Our body is an extraordinarily profound teacher if we know how to listen. If we are open to it, Love is the guru. 

 

When we attune to Love in the body, hear its voice, and surrender to its call, we are satisfying the fragmentation within us and becoming more whole. And when we feel our wholeness, we heal. We are left with a mind that is empty, peaceful, and free. We live in full awareness of Love and at any time can be enveloped by Love and enjoy its vastness. We begin to know that we are made of Love.

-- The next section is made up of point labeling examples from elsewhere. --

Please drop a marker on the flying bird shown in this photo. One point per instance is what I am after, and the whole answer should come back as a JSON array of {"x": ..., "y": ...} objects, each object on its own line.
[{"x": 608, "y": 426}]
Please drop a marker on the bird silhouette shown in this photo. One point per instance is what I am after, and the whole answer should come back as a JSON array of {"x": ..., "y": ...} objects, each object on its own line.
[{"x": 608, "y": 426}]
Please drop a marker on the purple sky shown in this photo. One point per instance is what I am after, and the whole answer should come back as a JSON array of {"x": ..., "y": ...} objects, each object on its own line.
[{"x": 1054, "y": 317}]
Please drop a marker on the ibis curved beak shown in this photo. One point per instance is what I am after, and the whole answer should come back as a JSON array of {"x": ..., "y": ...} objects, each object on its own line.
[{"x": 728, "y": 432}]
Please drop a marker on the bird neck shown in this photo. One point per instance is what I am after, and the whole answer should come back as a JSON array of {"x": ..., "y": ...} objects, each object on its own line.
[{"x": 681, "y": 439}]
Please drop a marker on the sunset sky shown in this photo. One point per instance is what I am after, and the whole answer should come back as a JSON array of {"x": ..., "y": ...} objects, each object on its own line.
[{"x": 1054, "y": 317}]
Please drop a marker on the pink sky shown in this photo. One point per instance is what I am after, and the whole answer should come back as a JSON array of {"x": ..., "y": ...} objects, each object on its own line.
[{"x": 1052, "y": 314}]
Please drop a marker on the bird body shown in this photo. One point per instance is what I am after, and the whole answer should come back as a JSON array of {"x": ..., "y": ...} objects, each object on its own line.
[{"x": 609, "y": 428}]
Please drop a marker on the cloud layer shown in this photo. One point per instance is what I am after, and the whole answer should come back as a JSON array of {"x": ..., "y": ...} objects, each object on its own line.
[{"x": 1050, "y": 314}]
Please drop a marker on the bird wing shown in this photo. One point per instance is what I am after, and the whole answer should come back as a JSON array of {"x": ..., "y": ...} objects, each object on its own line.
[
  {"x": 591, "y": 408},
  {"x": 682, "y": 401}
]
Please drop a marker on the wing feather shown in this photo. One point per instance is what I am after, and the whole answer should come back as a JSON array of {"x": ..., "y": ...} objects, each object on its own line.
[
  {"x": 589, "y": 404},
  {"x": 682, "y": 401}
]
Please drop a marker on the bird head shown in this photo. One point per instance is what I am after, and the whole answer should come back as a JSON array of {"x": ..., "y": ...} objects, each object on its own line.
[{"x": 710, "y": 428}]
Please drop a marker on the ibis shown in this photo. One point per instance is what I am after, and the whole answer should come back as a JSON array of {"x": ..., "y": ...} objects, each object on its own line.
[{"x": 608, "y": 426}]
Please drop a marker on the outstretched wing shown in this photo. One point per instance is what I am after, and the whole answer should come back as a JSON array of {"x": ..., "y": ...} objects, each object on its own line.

I am made of Love. I am made of Love. 

When individuals come to this work, many are broken from unspeakable traumas. And when they begin to feel love, in their chest, they begin to regain that sense of empowerment. They begin to question: “How bad could it?”, “How bad could I be?” “I'm made of love.” “I am made of love.” 

 

And that is very healing. That is self-love, that is self-acceptance. In Buddhism it is called Basic Goodness. A deep, and fundamental knowing that I am good. At my core, I have basic goodness. 

 

It's the key to the rest of the healing. It sends the loud and clear message that we're worth healing. And when we know that, and feel that, imagine how different the world would look. How beautiful it looks. 

 

So, Love, it might be one of the more important qualities that we attend to in the body, maybe the most important one.